Microsoft Azure Data Lake is a highly scalable data storage and analytics service. The service is hosted in Azure, Microsoft’s public cloud, and is largely intended for big datastorage and analysis. Like other data lakes, Azure Data Lake allows developers, scientists, business professionals and other users to gain insight from large, complex data sets. To do this, users write queries that process data and generate results. Because Azure Data Lake is a cloud computing service, it gives customers a faster and more efficient alternative to deploying and managing big data infrastructure within their own data centers.
As with most data lake offerings, the Azure Data Lake service is composed of two parts: data storage and data analytics. Users can store enormous volumes of structured, semi-structured or unstructured data produced from any application, ranging from large archival stores to small, time-sensitive transactional data. According to Microsoft, users can provision Azure Data Lake to store terabytes or even exabytes of data. The storage service also provides high throughput for fast data processing.

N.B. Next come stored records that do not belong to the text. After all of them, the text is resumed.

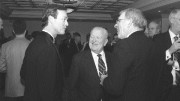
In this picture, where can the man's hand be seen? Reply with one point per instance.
(102, 78)
(175, 46)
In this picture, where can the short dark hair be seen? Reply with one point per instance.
(51, 10)
(19, 27)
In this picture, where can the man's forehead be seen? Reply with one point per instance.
(122, 15)
(153, 24)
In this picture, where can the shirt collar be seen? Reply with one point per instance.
(172, 35)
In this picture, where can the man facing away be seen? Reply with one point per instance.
(85, 71)
(12, 55)
(168, 44)
(127, 77)
(42, 70)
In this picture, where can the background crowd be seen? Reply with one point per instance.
(139, 64)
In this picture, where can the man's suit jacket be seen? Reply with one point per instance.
(84, 79)
(42, 70)
(164, 78)
(127, 78)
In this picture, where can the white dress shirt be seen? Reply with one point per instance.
(95, 58)
(168, 56)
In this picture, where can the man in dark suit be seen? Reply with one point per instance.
(42, 70)
(167, 87)
(85, 74)
(127, 78)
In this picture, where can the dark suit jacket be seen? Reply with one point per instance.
(84, 79)
(42, 70)
(165, 79)
(128, 77)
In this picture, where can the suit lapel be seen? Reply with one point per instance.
(107, 56)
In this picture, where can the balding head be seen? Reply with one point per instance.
(174, 19)
(98, 39)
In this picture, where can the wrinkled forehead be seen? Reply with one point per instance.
(62, 14)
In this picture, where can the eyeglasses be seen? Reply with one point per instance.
(118, 20)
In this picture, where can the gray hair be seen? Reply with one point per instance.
(137, 17)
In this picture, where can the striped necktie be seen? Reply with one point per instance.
(101, 65)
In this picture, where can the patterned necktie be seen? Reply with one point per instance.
(101, 65)
(177, 58)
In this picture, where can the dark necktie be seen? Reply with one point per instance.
(177, 58)
(101, 65)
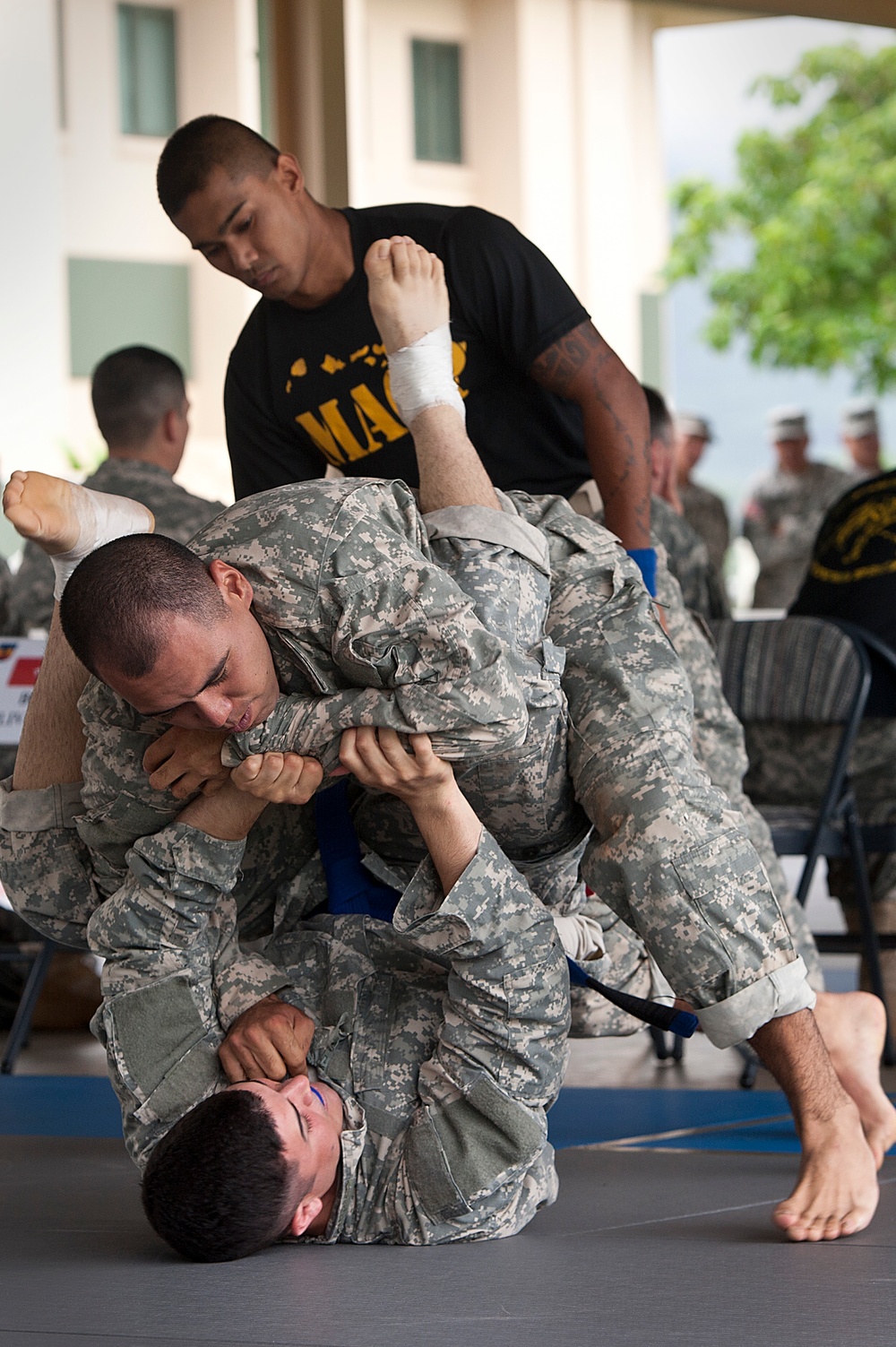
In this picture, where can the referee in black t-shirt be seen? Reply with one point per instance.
(548, 404)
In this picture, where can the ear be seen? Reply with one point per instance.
(307, 1211)
(232, 583)
(290, 174)
(170, 427)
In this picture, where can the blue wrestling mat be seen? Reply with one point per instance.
(58, 1106)
(754, 1121)
(642, 1119)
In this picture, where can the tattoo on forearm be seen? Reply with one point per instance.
(582, 367)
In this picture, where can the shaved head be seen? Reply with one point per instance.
(195, 150)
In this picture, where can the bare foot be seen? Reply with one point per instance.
(837, 1188)
(407, 291)
(42, 509)
(853, 1027)
(64, 517)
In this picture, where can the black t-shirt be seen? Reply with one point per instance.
(306, 387)
(852, 575)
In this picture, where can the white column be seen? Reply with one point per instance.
(32, 310)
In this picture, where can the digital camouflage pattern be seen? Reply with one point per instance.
(177, 514)
(444, 1033)
(781, 519)
(719, 749)
(668, 854)
(708, 516)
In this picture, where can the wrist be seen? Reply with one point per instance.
(228, 816)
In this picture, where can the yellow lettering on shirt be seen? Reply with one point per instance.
(368, 406)
(459, 361)
(333, 433)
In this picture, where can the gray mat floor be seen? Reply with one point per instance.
(642, 1250)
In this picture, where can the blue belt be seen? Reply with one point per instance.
(350, 888)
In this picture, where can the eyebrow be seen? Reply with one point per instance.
(221, 228)
(216, 674)
(298, 1116)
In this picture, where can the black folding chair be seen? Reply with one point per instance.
(37, 956)
(809, 671)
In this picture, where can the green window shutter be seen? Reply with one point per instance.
(127, 303)
(147, 70)
(654, 341)
(436, 101)
(265, 69)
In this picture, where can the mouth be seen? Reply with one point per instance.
(263, 278)
(244, 722)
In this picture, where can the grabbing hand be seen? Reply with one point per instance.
(379, 758)
(278, 777)
(267, 1041)
(185, 761)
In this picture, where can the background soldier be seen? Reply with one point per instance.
(861, 436)
(141, 404)
(703, 509)
(786, 509)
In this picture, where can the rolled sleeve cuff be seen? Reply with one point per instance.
(737, 1019)
(503, 528)
(39, 811)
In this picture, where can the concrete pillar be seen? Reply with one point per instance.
(32, 314)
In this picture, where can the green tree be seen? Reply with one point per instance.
(817, 205)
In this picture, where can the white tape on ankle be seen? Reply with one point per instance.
(101, 519)
(422, 376)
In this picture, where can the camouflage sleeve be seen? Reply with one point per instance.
(419, 661)
(475, 1160)
(45, 867)
(168, 942)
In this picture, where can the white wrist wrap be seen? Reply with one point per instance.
(101, 519)
(422, 376)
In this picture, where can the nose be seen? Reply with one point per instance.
(211, 707)
(297, 1089)
(243, 254)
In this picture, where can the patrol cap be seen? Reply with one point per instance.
(787, 423)
(689, 423)
(858, 418)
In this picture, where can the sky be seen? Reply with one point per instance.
(702, 77)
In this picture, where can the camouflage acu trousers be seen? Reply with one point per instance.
(668, 853)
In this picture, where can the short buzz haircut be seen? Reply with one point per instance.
(115, 607)
(217, 1186)
(203, 144)
(662, 426)
(133, 390)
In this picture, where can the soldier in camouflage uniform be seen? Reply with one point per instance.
(665, 849)
(439, 1040)
(347, 594)
(686, 555)
(703, 509)
(141, 404)
(786, 509)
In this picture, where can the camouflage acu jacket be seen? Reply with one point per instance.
(444, 1035)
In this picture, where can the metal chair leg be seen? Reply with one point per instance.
(659, 1043)
(22, 1023)
(751, 1066)
(871, 945)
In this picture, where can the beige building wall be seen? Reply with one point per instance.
(559, 133)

On the analytics side, Azure Data Lake users can produce their own code for specific data transformation and analysis tasks, or use existing tools, such as Microsoft’s Analytics Platform System or Azure Data Lake Analytics, to query data sets.
Azure Data Lake is based on the Apache Hadoop YARN (Yet Another Resource Negotiator) cluster management platform and is intended to scale dynamically within the Azure public cloud. This helps the service accommodate the needs of big data projects, which tend to be compute-intensive.
Users can write their own processing code for Azure Data Lake with a programming language such as U-SQL, which merges SQL structure and user-specific code. This also allows users to run analytics across SQL servers in Azure, as well as across Azure SQL Database and Azure SQL Data Warehouse. This unifies access to most data sources in Azure.
Pricing for Azure Data Lake contains numerous components, including storage capacity, the number of analytics units (AUs) per minute, the number of completed jobs and the cost of managed Hadoop and Spark clusters. The Azure Pricing Calculator can help users determine exact data lake costs.